My favourites come in all sorts of packages and can be used in all sorts of situations. Pick the ones that suit and tailor as desired...

Meditation apps have always got mixed reviews due to the voices on them being appealing to some and not so to others. But there are also some that just have sounds; Relax Melodies is my number one-go-to when it comes to getting to sleep, getting back to sleep, or even just quieting the clamour. 

You can combine a variety of sounds, such as bells, different types of music, atmospheric things like birds or waves, and even three ranges of 'white noise'. Set a timer and relax. It's been a saving grace more nights than I can count.

Lists are another good one. I'm not talking lists of how to solve this problem; if we had that much discipline, we wouldn't be in this mess. 

I'm talking the top 10 things that will never go out of style. The best ever breakfast recipes. 5 items of clothing you cannot live without. Name as many types of mobile phone and the company who makes them.

If you're not sleepy after a few pages of this, you're not trying hard enough. 

Making tea was mentioned before. Let's not confine it to that - make hot chocolate! Make decaf coffee. Research shows (again, well-spent grant money right here) that a warm drink tends to calm and soothe.

And if all else fails here, you can now worry about the need to pee in the middle of the night, instead of everything else you've loaded yourself up with. Win!
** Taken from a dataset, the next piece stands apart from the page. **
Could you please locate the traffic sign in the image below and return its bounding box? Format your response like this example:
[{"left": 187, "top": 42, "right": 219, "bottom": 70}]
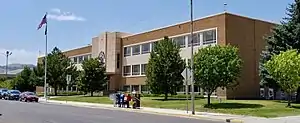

With the invention of Netflix and other online platforms, we now have a boon for insomniacs like no other. Watch some shows. Hell, watch a lot of shows. Take your mind away from the drama of your life and show it someone elses. Maybe you won't get back to sleep as you'd hoped, but I'm sure your blood pressure will thank you. 

Read a book. It's the old school version of the above, and much better for your eyesight (comparatively speaking). Let yourself drift into a world of another making, let your mind draw pictures of people and places. Again, sleep or no, you're not shredding your nerves on stuff you can't control, so we're calling this a win. 

Lastly, and this one pains me a bit, but there it is; social media. In the current climate of the love/hate relationship we have with it, it can still have it's place. My facebook feed is 75% crochet projects from an online group I've joined. Blankets and shawls and rugs and wraps. Beanies and scarves and gloves. Crocheted cactus and French bulldogs with little ribbons and bells added.

I've never felt so peaceful in my life. And it makes me smile, and relax. It's hard to be apprehensive looking at a foot-tall crocheted Groot. It really is.

***

So don't sit there waiting for the mosquito to come back. Don't waste too many nights worrying about things you can't control, because you probably can, just not then and not without the cool, calm light of day.

As your pot here is saying to all her kettles out there, nothing is as dire as all that, even if it seems so. 

On that note, I'm off to get a chai, a gingernut, and binge watch season four of Once Upon A Time. What about you?